Example user experience:

User: "Install transformers in torch-polars"

[Claude calls conda_install_packages with task augmentation]
Response: {"taskId": "786512e2...", "status": "working", "pollInterval": 5000}

Claude: "Started installing transformers. This usually takes 5-10 minutes..."

[Claude automatically polls tasks/get every 5 seconds]
[Server can send status notifications]

[After 6 minutes]
[Claude calls tasks/result]
Response: {"content": [{"type": "text", "text": "Successfully installed transformers"}]}

Claude: "✓ Done! Transformers is now installed in torch-polars environment"

Implementation Steps:

  1. Declare task support in server capabilities:
{
  "capabilities": {
    "tasks": {
      "list": {},
      "cancel": {},
      "requests": {
        "tools": { "call": {} }
      }
    }
  }
}
  1. Update long-running tools (conda_create_environment, conda_install_packages, etc.):

    • Add execution.taskSupport: "optional" to tool schema
    • When request includes task parameter → return immediately with CreateTaskResult
    • Launch conda operation in background thread/process
    • Track task state and manage TTL
  2. Implement task endpoints:

    • tasks/get - Return current task status
    • tasks/result - Return final result once completed
    • tasks/cancel - Cancel running conda operation
    • tasks/list - List active tasks (optional)
  3. Resource management:

    • Enforce reasonable TTL limits (e.g., 1 hour max)
    • Limit concurrent tasks per session
    • Clean up expired tasks automatically
    • Store task state (in-memory or simple DB)

Reference Documentation:

Option 2: Add Warning/Guidance in Tool Descriptions

Update tool descriptions to warn users about expected duration:

  • "⚠️ Large environments may take 5+ minutes.

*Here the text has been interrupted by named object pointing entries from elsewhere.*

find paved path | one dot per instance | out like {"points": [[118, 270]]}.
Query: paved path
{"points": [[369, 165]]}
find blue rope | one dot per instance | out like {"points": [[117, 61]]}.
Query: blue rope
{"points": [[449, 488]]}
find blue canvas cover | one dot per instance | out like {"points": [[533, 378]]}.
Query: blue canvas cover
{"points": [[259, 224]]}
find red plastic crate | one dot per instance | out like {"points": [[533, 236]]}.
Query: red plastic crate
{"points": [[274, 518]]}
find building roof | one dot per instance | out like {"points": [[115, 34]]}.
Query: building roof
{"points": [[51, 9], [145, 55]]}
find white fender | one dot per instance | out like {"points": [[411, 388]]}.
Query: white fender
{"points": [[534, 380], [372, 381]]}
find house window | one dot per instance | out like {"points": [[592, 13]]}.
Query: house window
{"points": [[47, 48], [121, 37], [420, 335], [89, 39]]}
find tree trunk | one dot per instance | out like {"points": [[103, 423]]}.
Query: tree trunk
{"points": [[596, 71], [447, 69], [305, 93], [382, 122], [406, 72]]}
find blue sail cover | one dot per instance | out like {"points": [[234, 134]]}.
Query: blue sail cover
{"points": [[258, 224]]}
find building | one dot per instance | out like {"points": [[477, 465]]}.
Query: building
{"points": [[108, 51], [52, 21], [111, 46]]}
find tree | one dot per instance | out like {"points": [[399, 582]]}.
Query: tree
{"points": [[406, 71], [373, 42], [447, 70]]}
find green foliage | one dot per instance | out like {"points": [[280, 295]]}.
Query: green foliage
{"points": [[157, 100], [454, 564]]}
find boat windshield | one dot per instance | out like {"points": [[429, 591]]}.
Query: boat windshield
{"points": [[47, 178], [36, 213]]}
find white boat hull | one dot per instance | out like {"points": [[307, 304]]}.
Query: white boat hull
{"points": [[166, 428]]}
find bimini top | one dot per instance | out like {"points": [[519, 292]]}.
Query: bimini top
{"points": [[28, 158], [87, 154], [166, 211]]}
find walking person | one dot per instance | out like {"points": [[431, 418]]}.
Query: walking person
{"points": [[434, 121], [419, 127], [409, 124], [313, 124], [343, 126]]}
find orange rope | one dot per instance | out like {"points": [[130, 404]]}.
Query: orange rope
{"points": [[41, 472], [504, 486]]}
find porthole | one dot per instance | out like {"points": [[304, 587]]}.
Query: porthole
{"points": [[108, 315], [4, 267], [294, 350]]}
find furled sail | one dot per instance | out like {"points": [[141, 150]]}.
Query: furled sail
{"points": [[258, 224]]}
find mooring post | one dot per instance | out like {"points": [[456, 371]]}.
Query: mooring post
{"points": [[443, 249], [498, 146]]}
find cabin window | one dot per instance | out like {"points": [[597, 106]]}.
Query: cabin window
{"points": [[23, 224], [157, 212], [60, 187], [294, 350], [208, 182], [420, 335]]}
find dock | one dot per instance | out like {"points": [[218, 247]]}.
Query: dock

For operations longer than 4 minutes, Claude Desktop will timeout. Consider using Claude Code for complex installations."

Document in README/docs:

  • Expected timeout behavior
  • When to expect timeouts (environment size/complexity)
  • Workarounds for large environments

Pros: Quick, helps set expectations
Cons: Doesn't solve the problem, limits Claude Desktop usefulness, poor UX


Related Code References

  • Config file: src/anaconda_mcp/mcp_compose.toml (line 47)
  • Test timeout: tests/qa/mcp_tools/common/constants/config.py (line 24)
  • Documentation: docs/CONFIGURATION_GUIDE.md (shows timeout = 30 as example)

Questions for Maintainers

  1. Is Claude Desktop support a priority, or should it be documented as "best-effort"?
  2. Are there technical/architectural constraints that would prevent implementing MCP Tasks?
  3. Should we add runtime warnings when operations are likely to exceed 4 minutes?
  4. Does Claude Code have different timeout behavior? (Testing suggests it's more lenient)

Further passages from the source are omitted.